Florida coach Urban Meyer is a realist, and I like that about him. Young adults sometimes do dumb things. They get arrested. They smoke marijuana. They sometimes make poor decisions, and when you're a football player poor decisions become headlines. Meyer knows this all too well. On Wednesday, he addressed such things with his team.
Shill, much? Look, I am a cynic when it comes to big time collegiate sports. I get that these mothers are only a quarter as loony as Scipio but let's quit the disingenuous nonsense.
At one point, arrests were beginning to change the perception of the program and even affect the standard of football Meyer has worked so hard to achieve.
Are you kidding me? They aren't giving back those two BCS trophies even if Tebow decrees it be so 'cause he's more righteous than Bill Medley.
"No stealing! No drugs! No weapons!" Meyer emphasized to his Gators. He went on to remind his team that the program has a drug policy. If a player tests positive for marijuana, then that player will be punished by missing games.
If you steal my fucking car or pop a cap in somebody's ass, you will not see the field vs. The Citadel. Or Vandy!
I just can't get over some guy screaming "If you commit felonies, you'll miss some games!". Had I been there, I'd have doubled over in laughter. That's why we don't get press passes, I guess.

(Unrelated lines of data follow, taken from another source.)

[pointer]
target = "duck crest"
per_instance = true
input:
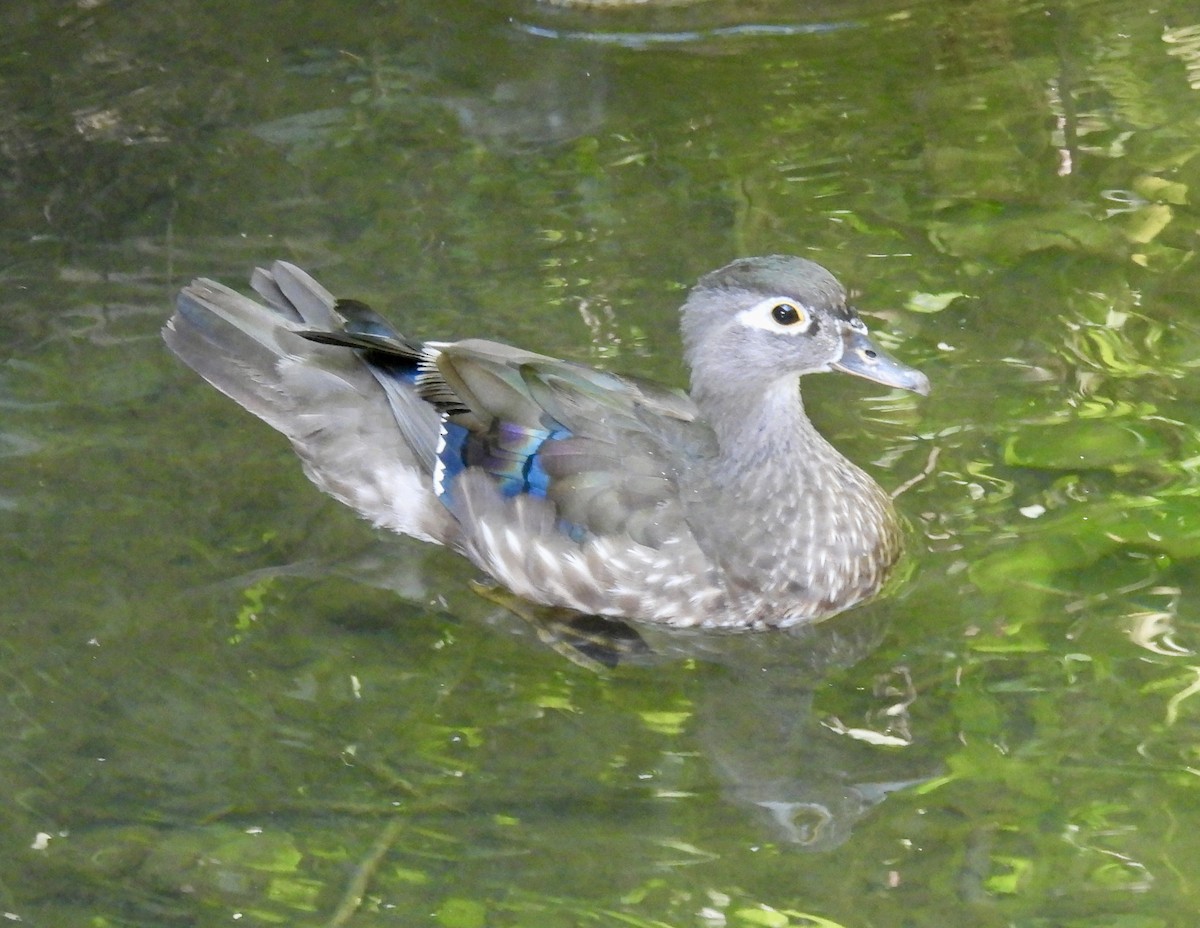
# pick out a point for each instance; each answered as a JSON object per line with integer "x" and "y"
{"x": 573, "y": 486}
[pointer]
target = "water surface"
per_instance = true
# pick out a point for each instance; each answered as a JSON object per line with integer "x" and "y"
{"x": 227, "y": 699}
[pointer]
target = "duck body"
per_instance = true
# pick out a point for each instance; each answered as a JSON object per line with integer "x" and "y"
{"x": 571, "y": 486}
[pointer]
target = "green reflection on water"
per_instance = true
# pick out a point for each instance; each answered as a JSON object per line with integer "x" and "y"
{"x": 227, "y": 696}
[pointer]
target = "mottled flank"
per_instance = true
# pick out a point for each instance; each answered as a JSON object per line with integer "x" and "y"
{"x": 571, "y": 486}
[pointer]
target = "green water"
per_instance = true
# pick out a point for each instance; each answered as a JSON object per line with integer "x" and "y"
{"x": 227, "y": 700}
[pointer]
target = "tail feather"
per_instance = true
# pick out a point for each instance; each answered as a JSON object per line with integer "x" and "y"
{"x": 324, "y": 399}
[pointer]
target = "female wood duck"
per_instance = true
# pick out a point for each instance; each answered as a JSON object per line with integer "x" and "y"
{"x": 613, "y": 496}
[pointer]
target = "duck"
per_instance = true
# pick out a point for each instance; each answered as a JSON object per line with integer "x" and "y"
{"x": 606, "y": 495}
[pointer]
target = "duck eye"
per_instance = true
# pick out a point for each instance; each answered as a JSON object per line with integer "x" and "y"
{"x": 785, "y": 313}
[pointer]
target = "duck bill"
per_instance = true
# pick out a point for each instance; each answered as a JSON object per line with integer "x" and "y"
{"x": 862, "y": 358}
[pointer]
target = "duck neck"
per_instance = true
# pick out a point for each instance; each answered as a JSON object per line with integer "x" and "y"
{"x": 795, "y": 526}
{"x": 766, "y": 426}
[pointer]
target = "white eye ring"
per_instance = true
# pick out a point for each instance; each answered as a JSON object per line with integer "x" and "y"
{"x": 779, "y": 315}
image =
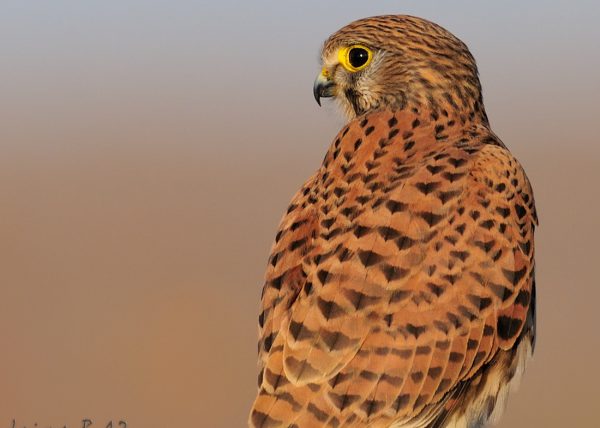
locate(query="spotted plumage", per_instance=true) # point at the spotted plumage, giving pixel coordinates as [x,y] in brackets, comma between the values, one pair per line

Meyer should be applauded for giving this speech in public. It was delivered within earshot of fans and reporters.
Just allsome. Stagecraft! Urban Meyer has a pretty clear idea where the media is these days.
Don't shoot me, Corch!
Spencer's blog responds here.
I once lusted after Urban as a college head coach. Mack and co. do stuff that makes me a little bananas at times but the last few months of Urbania are starting to make me think he's crazier than a shithouse rat.
Speaking of shithouses (apologies, Nate and NDS, it was too easy), let's cast our gaze toward Norman.
Great news for Sooners fans, an external audit has very positive results for Oklahoma.
It starts like this:
NORMAN, Okla. -- An external audit of Oklahoma's athletic department found no major issues with the school's policies on practices as it tries to move out of an NCAA-imposed probation for major violations by the football and men's basketball programs.
However, the audit did not extend to the Sooners' football team. According to the documents, Oklahoma's compliance department planned new procedures to monitor the football program's activities starting this spring.
Sure. TASS will be in touch with the latest headlines about Putin's laissez-faire approach and power delegation and Chernobyl and even the whereabouts of the Krasniy Oktyabr.
Wait for it...
Oklahoma contracted with a law firm to audit the athletic department over a five-year span as the school seeks ways to improve its rules compliance after two black marks in the past five years.
Sure. The firm of Bosworth, Switzer and Wilkinson will get this shit sorted right away.
The audit...found that Oklahoma's systems for monitoring compliance are "functioning well" and "designed to both detect and prevent violations" of the NCAA's rules limiting practice time.
I'll just keep cutting and pasting.
Oklahoma has been overhauling its compliance department following major rules violations in the school's two biggest sports. The Sooners' men's basketball team was disciplined in 2006 after former coach Kelvin Sampson made more than 550 impermissible phone calls to recruits. The following year, the football program was punished after players including starting quarterback Rhett Bomar received payment for work they didn't do at a Norman car dealership.
Um, Kelvin is gone, right?
Last week, Oklahoma acknowledged it was investigating a report of a possible NCAA rules violation involving basketball player Tiny Gallon. However, it did not release any documents related to that investigation.
It's late and I'm out of gas but I thought you guys might enjoy these stories in the a.m.